As demand projections for minerals critical to a de-carbonized economy become clear and the extent and potential of global resources for those minerals are calculated, attention is increasingly drawn to the prospect of deep-water extraction. Individual nations, the scientific community, and international governing structures have been moving in this direction for two decades. Extended debates within the International Seabed Authority (ISA) over legalities, rules, authority, and timelines for finalizing a regulatory framework for Deep Sea Mining (DSM) in Areas Beyond National Jurisdiction are culminating in a promise of producing a comprehensive document in 2025. The process has been anything but smooth.

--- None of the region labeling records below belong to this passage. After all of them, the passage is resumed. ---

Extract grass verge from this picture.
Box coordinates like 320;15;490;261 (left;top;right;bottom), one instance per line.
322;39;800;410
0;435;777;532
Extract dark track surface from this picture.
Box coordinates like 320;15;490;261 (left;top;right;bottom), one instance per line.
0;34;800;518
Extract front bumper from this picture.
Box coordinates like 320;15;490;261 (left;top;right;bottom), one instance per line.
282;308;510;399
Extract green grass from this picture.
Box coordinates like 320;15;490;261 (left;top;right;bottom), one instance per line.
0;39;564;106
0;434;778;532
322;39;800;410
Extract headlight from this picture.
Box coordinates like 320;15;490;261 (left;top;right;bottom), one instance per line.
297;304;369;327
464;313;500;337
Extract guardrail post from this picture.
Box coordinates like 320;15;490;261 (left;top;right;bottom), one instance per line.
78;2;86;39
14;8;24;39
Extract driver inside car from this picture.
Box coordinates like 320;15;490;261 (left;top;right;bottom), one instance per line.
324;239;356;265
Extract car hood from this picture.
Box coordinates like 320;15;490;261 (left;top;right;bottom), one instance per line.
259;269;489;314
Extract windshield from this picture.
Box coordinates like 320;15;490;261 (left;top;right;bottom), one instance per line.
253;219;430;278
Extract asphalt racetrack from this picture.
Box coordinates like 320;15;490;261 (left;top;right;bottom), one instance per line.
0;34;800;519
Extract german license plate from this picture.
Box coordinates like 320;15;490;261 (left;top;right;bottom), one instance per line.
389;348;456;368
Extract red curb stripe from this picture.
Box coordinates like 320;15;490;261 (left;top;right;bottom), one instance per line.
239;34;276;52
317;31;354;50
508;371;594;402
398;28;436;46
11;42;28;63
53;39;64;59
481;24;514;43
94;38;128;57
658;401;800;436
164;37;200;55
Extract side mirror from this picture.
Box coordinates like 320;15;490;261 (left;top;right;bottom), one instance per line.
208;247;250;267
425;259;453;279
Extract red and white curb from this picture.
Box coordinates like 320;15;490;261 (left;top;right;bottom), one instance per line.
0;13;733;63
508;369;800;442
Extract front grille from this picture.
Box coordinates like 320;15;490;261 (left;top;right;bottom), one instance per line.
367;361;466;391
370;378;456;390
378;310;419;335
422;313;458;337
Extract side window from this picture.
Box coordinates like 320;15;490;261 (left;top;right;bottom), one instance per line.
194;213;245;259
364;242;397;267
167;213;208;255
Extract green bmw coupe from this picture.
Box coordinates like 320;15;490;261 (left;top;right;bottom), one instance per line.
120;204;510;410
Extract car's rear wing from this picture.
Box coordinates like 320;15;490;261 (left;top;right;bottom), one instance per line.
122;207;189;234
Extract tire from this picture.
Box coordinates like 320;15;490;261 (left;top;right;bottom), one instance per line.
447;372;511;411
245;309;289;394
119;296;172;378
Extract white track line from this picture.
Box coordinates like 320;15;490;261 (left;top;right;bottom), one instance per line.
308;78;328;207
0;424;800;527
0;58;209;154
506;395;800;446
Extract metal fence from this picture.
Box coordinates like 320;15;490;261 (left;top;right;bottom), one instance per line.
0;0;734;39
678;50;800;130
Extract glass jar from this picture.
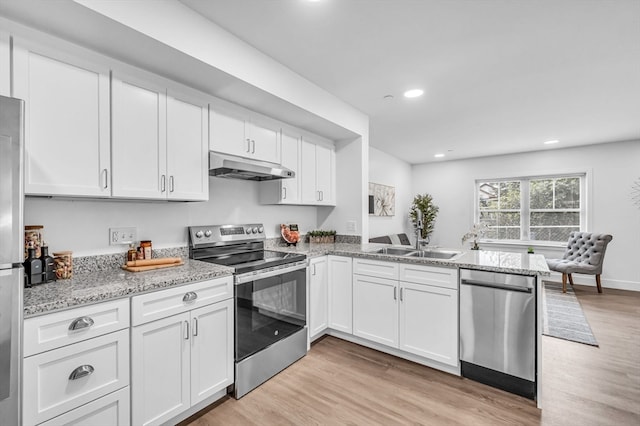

Since 2001, the International Seabed Authority (ISA), an intergovernmental body in charge of regulating deep-sea mining in waters beyond national jurisdictions, has granted 31 exploratory licenses to private companies and governmental agencies. The organization is unlikely to approve commercial mining applications until its 36-member council reaches consensus on rules regarding exploitation and the environment. Member states have set a 2025 timeline to finalize and adopt the regulations.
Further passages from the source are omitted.